I've been thinking a lot about how I received my particular skill set over the years lately. I can trace the start of my programming ability back to freshman year of high school. Math class required that we go out and purchase a $100 graphing calculator in order to survive the material. At the time, I viewed this as a colossal waste of money. I could buy TWO N64 games for that much money. Instead I get to carry around this adding machine brick in my backpack. A few weeks into the school year our social studies class was doing some research in the library. I noticed my friend pounding away on his calculator. "That must be a beast of a math problem you're working on", I said. "No man, I'm playing pac-man on this", he replied.

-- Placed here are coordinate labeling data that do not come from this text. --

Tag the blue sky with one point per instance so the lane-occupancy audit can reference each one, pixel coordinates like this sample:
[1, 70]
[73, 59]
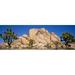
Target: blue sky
[23, 29]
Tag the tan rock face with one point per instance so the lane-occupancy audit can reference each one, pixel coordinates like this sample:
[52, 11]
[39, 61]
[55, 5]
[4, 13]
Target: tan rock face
[42, 37]
[37, 39]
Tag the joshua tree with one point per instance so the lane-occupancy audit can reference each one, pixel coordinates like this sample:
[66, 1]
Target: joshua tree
[8, 37]
[67, 38]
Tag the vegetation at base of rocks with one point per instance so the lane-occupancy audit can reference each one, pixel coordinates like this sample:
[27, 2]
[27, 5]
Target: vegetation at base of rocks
[30, 44]
[8, 37]
[67, 38]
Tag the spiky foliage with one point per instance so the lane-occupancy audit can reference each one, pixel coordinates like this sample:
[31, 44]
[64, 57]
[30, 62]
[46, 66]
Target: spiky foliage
[67, 38]
[8, 37]
[30, 45]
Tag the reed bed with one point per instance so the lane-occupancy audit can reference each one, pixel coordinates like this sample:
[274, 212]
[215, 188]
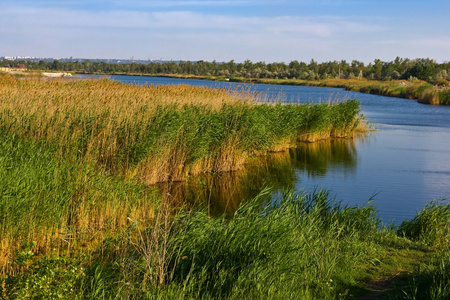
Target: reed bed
[162, 133]
[301, 245]
[77, 158]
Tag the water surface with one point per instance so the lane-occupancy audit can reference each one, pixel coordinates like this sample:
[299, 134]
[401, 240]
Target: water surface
[403, 165]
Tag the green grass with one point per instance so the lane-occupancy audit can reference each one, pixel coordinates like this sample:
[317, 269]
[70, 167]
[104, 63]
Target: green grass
[300, 245]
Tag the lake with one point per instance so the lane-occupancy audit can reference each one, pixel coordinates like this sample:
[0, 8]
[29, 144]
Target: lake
[401, 166]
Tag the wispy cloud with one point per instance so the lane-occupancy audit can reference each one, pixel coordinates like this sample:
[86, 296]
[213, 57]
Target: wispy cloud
[187, 30]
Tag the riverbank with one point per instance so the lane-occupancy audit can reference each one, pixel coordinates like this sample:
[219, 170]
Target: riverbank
[79, 220]
[76, 152]
[419, 90]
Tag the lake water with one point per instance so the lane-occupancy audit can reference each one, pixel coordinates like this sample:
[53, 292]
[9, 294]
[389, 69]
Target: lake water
[403, 165]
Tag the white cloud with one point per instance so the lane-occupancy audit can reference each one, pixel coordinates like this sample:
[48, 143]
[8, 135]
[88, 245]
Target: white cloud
[195, 35]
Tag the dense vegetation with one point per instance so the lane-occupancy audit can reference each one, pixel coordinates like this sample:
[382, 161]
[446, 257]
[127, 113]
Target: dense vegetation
[78, 220]
[423, 69]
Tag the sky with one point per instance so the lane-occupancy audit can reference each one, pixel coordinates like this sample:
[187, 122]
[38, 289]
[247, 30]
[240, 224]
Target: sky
[224, 30]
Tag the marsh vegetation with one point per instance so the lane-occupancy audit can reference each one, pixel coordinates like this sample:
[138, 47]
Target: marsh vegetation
[80, 218]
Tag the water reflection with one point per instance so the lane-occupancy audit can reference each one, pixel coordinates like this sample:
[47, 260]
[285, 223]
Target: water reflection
[222, 193]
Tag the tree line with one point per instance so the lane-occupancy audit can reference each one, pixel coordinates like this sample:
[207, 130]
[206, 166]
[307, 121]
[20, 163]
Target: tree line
[400, 68]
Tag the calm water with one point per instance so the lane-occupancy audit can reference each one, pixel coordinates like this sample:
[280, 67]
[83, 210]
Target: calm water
[403, 165]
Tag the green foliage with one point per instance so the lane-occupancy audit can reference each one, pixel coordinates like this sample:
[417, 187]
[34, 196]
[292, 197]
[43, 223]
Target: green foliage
[430, 226]
[48, 278]
[300, 244]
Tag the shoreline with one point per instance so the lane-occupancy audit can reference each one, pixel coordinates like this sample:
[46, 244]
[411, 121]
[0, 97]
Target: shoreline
[418, 90]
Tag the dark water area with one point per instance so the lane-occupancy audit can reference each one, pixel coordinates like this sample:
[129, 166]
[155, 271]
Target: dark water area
[402, 165]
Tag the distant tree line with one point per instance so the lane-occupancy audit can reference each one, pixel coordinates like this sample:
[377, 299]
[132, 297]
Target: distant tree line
[401, 68]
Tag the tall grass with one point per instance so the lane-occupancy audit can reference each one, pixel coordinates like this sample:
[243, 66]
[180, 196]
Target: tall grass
[303, 245]
[76, 158]
[73, 153]
[419, 90]
[156, 133]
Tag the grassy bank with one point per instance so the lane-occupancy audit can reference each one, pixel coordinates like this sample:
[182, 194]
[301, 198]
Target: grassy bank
[162, 133]
[77, 156]
[302, 245]
[419, 90]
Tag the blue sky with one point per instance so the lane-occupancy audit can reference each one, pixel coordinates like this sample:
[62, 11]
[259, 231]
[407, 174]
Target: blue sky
[222, 30]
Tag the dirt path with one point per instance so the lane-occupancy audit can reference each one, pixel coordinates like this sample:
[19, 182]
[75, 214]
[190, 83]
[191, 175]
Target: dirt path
[379, 287]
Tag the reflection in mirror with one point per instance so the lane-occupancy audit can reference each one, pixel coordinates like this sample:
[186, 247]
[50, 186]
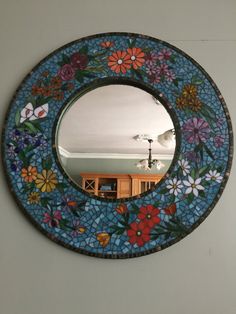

And thats when it struck me.
YOU COULD PLAY VIDEO GAMES ON THE CALCULATOR
This was a huge revelation. My buddy saw how awe-struck I was, so he pulled out his calculator to calculator cable and transferred his stash of games on to my previously useless TI-84 graphing calculator. Bowling, Space Invaders, Tetris, Pacman. It was like mid September Christmas. After a couple days of blasting aliens and knocking down pins, I wanted to expand my library. I turned to the trusty interwebs. Much to my dismay, you needed to buy a cable to connect your calculator to your computer in order to easily transfer games from the Web.
(Sidenote:I eventually ordered said cable, and it was designed to plug into a PC's parallel port, and my computer didn't have one. So I had to purchase an additional parallel-to-serial cable to make the connection. Pre-USB era was indeed a dark and godless time in the realm of computing.)
Back to our regularly scheduled program. In my quest for calc games, I stumbled upon "stick fighter" and the concept was so compelling (for some reason) that I absolutely had to have that game right that second. So I downloaded the TI-84 emulator, downloaded stick fighter, and copied all of the code on to my calculator manually ROW BY ROW. It took forever and the game ended up being super lame. But I got my first exposure to programming and debugging, making sure my syntax was the exact same, adding a bracket if the program failed to run, etc. That initial programming gave me the BASIC (pun intended) knowledge to make simple rudimentary programs. Solve a complex system of equations on pen and paper? No thanks. How about write 5 lines of code instead and use the saved time to boost my Tetris high score.
At the apex of my calculator programming days, I was struck down in my prime. I was mashing goombas in English class when the teacher noticed and comfiscated my calculator. He insisted that a solid understanding of the subtext in Lord of the Flies would benefit me much more than messing around on a calc. He couldn't have been wronger. Programming has been a pivotal part of my career and as you can see from my post, terrible grammar is only a minor inconvenience. I write computer programming code in some way, shape, or form daily. My conch blowing is infrequent at best. I win.
I will close with the obligatory "stay in school". Srsly.